« "Invisible Victims" | Main | SCOTUS, via 6-3 ruling in Thompson v. Clark, clarifies requirements for certain § 1983 claims for malicious prosecution »
April 4, 2022
No new SCOTUS cert grants, though three Wooden GVRs highlights ACCA's remaining wackiness
Based on a notable number of criminal law relists flagged here at SCOTUSblog by John Elwood, I was hoping there might be something interesting for sentencing fans on this morning's Supreme Court order list. But the Justices today added no new cases to the SCOTUS docket.
The Justices did GVR (grant, vacate, remand) three cases based on Wooden v.

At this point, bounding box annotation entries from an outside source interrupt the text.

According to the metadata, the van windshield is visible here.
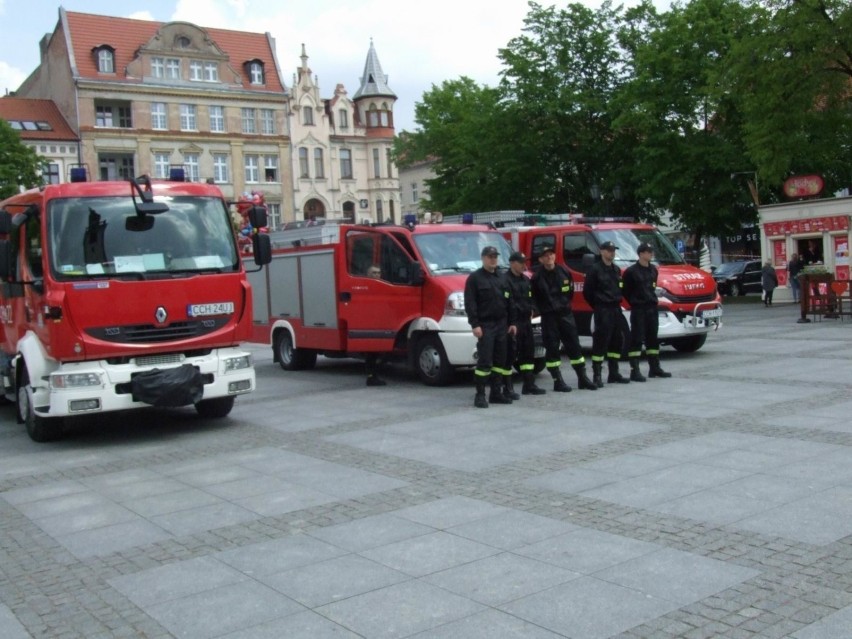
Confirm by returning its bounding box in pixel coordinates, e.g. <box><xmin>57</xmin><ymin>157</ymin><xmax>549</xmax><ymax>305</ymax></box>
<box><xmin>48</xmin><ymin>196</ymin><xmax>239</xmax><ymax>280</ymax></box>
<box><xmin>414</xmin><ymin>231</ymin><xmax>512</xmax><ymax>275</ymax></box>
<box><xmin>595</xmin><ymin>229</ymin><xmax>686</xmax><ymax>267</ymax></box>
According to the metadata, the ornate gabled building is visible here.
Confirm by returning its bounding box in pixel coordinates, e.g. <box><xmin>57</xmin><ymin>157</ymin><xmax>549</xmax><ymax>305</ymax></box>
<box><xmin>16</xmin><ymin>7</ymin><xmax>293</xmax><ymax>228</ymax></box>
<box><xmin>290</xmin><ymin>42</ymin><xmax>401</xmax><ymax>222</ymax></box>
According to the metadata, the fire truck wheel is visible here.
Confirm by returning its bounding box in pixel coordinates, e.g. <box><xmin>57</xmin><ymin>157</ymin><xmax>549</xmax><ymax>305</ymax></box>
<box><xmin>18</xmin><ymin>372</ymin><xmax>62</xmax><ymax>443</ymax></box>
<box><xmin>670</xmin><ymin>333</ymin><xmax>707</xmax><ymax>353</ymax></box>
<box><xmin>275</xmin><ymin>329</ymin><xmax>317</xmax><ymax>371</ymax></box>
<box><xmin>414</xmin><ymin>335</ymin><xmax>453</xmax><ymax>386</ymax></box>
<box><xmin>195</xmin><ymin>397</ymin><xmax>236</xmax><ymax>419</ymax></box>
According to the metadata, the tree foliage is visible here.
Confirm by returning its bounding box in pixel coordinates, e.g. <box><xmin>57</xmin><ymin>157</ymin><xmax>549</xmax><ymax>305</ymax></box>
<box><xmin>0</xmin><ymin>119</ymin><xmax>41</xmax><ymax>200</ymax></box>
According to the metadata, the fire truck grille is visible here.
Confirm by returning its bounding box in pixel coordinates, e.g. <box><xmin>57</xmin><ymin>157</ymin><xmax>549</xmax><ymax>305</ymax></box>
<box><xmin>86</xmin><ymin>318</ymin><xmax>228</xmax><ymax>344</ymax></box>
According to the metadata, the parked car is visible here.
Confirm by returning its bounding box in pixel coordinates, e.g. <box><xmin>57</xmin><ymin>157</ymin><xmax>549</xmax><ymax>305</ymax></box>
<box><xmin>713</xmin><ymin>260</ymin><xmax>762</xmax><ymax>296</ymax></box>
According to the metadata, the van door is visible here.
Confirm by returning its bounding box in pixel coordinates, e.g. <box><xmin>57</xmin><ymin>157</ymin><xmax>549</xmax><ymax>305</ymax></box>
<box><xmin>338</xmin><ymin>229</ymin><xmax>423</xmax><ymax>352</ymax></box>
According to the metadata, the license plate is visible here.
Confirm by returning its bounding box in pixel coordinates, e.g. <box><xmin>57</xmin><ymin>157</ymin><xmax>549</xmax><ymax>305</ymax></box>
<box><xmin>186</xmin><ymin>302</ymin><xmax>234</xmax><ymax>317</ymax></box>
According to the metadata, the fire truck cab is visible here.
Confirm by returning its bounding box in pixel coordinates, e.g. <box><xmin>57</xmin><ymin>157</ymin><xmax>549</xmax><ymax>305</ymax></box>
<box><xmin>246</xmin><ymin>223</ymin><xmax>532</xmax><ymax>385</ymax></box>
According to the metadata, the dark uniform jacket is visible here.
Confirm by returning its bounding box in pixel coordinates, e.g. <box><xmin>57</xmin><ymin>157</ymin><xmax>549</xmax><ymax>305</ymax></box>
<box><xmin>531</xmin><ymin>264</ymin><xmax>574</xmax><ymax>315</ymax></box>
<box><xmin>624</xmin><ymin>262</ymin><xmax>658</xmax><ymax>308</ymax></box>
<box><xmin>583</xmin><ymin>260</ymin><xmax>622</xmax><ymax>308</ymax></box>
<box><xmin>506</xmin><ymin>270</ymin><xmax>533</xmax><ymax>322</ymax></box>
<box><xmin>464</xmin><ymin>268</ymin><xmax>514</xmax><ymax>328</ymax></box>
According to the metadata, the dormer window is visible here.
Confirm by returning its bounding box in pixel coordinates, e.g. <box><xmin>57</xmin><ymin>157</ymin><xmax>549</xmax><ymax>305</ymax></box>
<box><xmin>247</xmin><ymin>60</ymin><xmax>266</xmax><ymax>84</ymax></box>
<box><xmin>94</xmin><ymin>45</ymin><xmax>115</xmax><ymax>73</ymax></box>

US (basics here, analysis here), which I suppose serves as a reminder that all federal courts will continue to struggle with how to apply the the Armed Career Criminal Act (ACCA) for the foreseeable future. Sigh. (A comment over at SCOTUSblog amusingly asked "Does sending back 3 cases for Wooden in the same order list count as one incident?" The lawprof in me wants to correct the question to say "one occasion," but anyone who read this far likely gets the ACCA joke.)
April 4, 2022 at 09:57 AM | Permalink
Comments
lol. I was stunned when a different law prof/ACCA super-fan referred to Wooden as being related to more than one "offense." It was an occasion to respectfully dissent.